Steel factories across the country are slashing production – implying a rocky outlook for key Australian commodities such as iron ore – while smaller Chinese plants have been arbitrarily plunged into darkness.

”We had no water to flush the toilet, we couldn’t use the fridge and of course production stopped,” said an office manager at Wanxing wire mesh factory in Anping, Hebei province.

He said he had struggled through 10 days of randomly imposed blackouts – some as long as 22 hours – and the water supply and electrical appliances had just come back on. ”We often didn’t hear the power cut notices, partly because we couldn’t watch TV,” he said.

This energy-efficiency drive reflects Beijing’s last-minute lunge to make good on a pledge to reduce energy use per unit of economic output by 20 per cent over the five years ending this December.

More than a quarter of that improvement has to be achieved in the last months of this year, after earlier energy-efficiency gains were blown by Beijing's successful economic stimulus program.

Chinese advisers say achieving the widely publicised energy target is seen as crucial for maintaining the government's policy credibility, as well as China's longer-term pledge to reduce the intensity of carbon emissions by 40-45 per cent per unit of GDP by 2020.

But Pan Jiahua, a climate change policy expert who directly advised the Politburo earlier this year, told The Age that this was not an efficient way to achieve the goal of energy efficiency.

''The 20 per cent target is compulsory, so the central government mandated the provincial governments to have their energy cuts, and the provincial governments passed this requirement to county level governments, and local government officials have no choice but to implement,'' said Professor Pan, who heads the Urban Development and Environment Centre at the Chinese Academy of Social Sciences.

''It's crazy,'' he said, referring to the absence of any flexibility or adjustments for local conditions.

Attention in China is now shifting to the next five-year plan, the contents of which are being furiously debated behind closed doors before being presented to next month's annual meeting of the Communist Party Central Committee.

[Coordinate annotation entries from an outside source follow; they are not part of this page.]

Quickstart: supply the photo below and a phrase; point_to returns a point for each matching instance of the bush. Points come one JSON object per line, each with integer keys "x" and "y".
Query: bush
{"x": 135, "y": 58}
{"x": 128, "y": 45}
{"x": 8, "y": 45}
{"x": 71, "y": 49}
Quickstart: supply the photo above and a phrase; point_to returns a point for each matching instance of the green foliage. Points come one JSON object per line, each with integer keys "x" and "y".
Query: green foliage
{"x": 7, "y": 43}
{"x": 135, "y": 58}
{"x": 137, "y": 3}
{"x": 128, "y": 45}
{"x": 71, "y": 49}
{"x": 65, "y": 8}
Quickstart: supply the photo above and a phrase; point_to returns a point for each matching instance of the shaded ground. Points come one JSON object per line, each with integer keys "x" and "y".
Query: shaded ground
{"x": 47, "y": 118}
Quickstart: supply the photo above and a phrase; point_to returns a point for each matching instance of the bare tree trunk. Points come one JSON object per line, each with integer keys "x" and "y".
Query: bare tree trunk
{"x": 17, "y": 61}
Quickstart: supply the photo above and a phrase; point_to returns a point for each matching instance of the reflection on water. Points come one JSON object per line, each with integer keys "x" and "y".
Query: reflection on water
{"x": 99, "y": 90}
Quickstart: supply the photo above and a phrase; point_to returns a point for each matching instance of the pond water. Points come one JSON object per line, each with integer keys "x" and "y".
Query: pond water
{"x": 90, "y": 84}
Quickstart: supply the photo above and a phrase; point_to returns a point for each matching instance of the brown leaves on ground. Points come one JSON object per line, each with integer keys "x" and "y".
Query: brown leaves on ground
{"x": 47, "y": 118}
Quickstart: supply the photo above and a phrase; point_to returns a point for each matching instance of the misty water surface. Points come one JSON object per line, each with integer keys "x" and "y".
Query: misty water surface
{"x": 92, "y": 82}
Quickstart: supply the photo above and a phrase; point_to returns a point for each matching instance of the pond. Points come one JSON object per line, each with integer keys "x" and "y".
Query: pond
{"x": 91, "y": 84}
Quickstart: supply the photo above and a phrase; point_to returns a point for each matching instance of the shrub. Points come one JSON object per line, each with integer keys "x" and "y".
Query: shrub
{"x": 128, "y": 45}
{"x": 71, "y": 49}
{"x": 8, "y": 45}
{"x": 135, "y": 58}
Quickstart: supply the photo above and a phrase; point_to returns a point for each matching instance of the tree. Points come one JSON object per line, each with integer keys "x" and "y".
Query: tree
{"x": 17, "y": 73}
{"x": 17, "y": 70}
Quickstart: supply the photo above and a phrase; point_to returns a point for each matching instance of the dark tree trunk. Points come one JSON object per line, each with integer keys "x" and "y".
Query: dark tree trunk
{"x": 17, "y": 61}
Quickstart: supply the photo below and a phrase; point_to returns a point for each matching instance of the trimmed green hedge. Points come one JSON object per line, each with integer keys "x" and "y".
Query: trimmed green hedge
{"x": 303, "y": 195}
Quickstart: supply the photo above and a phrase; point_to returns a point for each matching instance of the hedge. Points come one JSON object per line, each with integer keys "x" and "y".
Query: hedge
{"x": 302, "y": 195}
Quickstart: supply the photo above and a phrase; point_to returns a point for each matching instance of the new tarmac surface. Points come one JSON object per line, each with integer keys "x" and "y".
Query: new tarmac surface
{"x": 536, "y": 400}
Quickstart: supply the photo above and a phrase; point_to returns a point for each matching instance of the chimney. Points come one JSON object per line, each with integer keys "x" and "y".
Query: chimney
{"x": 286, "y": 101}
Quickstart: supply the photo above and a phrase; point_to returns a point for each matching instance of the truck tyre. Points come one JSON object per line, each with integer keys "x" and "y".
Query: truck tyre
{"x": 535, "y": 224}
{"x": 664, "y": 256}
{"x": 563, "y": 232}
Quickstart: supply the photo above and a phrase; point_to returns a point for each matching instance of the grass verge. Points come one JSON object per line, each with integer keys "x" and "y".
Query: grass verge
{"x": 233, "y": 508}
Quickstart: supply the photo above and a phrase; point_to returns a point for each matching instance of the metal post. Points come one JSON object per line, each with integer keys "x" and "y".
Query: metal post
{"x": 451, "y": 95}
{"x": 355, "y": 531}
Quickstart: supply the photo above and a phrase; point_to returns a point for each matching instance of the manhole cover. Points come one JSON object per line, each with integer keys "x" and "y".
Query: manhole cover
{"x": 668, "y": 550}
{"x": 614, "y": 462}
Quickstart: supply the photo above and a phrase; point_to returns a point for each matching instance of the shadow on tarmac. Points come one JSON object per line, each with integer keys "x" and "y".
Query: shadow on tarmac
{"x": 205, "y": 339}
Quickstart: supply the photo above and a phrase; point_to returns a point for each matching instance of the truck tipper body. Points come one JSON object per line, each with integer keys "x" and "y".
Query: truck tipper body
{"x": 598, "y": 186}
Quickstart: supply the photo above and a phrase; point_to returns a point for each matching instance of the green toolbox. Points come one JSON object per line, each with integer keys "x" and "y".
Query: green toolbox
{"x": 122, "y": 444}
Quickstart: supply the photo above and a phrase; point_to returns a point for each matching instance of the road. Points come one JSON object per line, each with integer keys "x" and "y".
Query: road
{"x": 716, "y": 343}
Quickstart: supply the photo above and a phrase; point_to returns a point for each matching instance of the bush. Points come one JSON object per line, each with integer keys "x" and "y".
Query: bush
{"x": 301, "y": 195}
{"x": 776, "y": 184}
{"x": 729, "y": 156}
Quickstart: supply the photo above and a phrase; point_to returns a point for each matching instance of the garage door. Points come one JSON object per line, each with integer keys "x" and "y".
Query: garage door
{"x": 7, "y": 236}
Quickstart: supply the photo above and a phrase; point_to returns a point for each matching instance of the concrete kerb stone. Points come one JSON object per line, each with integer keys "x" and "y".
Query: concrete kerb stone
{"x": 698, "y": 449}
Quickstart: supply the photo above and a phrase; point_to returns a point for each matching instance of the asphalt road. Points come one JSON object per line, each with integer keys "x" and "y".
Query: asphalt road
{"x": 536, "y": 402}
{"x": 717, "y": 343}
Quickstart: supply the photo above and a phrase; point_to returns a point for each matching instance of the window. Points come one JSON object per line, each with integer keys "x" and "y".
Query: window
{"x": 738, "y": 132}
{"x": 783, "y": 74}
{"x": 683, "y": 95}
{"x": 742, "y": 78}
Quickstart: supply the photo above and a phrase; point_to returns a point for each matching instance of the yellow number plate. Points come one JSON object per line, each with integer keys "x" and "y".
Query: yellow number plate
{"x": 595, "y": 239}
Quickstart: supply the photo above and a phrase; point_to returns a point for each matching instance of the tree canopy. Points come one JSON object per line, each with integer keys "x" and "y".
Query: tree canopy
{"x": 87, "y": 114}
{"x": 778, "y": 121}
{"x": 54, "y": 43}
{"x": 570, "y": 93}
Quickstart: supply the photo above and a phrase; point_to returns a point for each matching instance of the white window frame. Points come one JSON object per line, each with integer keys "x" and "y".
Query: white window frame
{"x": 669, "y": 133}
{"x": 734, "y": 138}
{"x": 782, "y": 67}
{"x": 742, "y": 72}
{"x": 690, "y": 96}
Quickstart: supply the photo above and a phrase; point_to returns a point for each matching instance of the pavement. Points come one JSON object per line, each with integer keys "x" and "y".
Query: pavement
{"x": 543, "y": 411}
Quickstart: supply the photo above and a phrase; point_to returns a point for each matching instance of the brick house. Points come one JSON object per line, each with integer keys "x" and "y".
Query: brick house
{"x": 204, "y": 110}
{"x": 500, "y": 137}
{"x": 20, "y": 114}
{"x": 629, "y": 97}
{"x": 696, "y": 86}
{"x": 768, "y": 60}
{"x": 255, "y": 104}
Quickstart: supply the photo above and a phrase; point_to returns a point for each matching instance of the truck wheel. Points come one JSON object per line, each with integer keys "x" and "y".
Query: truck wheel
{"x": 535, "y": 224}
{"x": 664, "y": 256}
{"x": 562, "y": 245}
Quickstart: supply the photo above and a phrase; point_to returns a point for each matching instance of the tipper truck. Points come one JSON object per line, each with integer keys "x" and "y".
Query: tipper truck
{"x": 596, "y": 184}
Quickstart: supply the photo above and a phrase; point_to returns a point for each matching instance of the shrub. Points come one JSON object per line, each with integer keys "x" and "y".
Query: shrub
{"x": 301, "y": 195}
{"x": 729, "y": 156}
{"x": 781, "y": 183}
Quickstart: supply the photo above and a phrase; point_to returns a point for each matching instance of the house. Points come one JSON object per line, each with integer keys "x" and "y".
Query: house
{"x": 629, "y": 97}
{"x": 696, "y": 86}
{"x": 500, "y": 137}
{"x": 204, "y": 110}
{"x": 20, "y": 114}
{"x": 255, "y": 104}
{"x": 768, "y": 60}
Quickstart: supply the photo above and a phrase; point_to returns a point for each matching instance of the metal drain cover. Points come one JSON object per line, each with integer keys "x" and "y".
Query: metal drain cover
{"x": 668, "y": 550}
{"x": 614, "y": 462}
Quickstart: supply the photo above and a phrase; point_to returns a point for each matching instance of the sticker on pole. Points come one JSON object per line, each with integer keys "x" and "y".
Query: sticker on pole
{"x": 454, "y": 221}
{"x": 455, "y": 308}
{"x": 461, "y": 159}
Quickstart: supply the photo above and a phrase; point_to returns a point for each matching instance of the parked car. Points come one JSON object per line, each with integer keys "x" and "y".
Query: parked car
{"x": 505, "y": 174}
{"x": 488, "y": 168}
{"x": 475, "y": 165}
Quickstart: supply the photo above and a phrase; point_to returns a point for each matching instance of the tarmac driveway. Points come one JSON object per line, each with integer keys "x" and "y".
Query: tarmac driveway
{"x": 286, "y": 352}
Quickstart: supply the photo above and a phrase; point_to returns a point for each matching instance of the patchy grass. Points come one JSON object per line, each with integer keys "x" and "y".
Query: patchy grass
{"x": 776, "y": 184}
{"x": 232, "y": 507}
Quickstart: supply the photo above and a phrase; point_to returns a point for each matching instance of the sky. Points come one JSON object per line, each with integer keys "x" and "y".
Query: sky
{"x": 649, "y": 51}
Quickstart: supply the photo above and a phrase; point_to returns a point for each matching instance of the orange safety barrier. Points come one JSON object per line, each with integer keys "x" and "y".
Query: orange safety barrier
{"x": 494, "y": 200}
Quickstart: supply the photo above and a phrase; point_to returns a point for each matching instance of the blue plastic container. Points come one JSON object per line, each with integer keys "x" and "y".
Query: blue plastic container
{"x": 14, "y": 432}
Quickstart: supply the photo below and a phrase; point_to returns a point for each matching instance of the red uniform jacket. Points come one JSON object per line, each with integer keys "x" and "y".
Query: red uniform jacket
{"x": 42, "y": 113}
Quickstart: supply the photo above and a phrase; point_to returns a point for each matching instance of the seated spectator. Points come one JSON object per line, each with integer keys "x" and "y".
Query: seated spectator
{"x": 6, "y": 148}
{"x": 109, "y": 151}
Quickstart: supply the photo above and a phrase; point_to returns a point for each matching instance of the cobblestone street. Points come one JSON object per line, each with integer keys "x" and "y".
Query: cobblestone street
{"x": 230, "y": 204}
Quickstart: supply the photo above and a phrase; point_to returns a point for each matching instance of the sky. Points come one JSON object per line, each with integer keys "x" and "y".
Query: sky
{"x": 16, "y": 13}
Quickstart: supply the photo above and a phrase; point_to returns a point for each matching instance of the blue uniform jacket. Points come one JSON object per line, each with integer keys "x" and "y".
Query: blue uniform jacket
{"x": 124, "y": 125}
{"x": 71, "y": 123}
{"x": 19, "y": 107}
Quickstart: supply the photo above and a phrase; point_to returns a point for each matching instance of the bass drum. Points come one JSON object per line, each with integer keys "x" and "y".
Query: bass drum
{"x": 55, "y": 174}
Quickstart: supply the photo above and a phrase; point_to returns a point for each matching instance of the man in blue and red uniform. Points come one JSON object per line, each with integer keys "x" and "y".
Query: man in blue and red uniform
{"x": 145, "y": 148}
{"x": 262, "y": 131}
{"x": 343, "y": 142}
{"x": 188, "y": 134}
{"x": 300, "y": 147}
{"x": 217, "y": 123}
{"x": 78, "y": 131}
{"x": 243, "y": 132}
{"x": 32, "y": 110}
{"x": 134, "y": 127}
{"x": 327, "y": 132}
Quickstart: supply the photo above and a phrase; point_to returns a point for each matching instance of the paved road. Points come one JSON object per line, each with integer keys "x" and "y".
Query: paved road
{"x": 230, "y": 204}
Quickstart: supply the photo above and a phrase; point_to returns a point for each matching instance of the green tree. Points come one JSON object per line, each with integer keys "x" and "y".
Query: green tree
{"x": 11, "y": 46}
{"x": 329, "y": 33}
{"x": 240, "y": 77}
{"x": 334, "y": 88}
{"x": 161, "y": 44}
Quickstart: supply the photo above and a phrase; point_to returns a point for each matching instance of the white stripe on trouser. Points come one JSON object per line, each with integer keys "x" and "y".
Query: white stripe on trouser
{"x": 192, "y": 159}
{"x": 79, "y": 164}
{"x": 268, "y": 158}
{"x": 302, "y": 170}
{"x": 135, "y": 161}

Last month a senior Ministry of Finance official floated the possibility of a carbon tax.

''I haven't heard anything about a carbon emissions tax,'' Joshua Chen, chief financial office of China's biggest energy consumer, Chalco, told The Age in an interview. ''But there will be strict carbon emissions quotas for new projects.''

He added that the controls for new aluminium plants would be ''very strict''.

Professor Pan told The Age that future targets needed to be achieved ''democratically'', rather than arbitrarily, via the market.

He said everybody should be given a base level of electricity, with heavy users having the option of paying a ''penalty'' price for usage above their quotas.

He said neither the mechanism nor targets had yet been set, but a carbon tax was unlikely.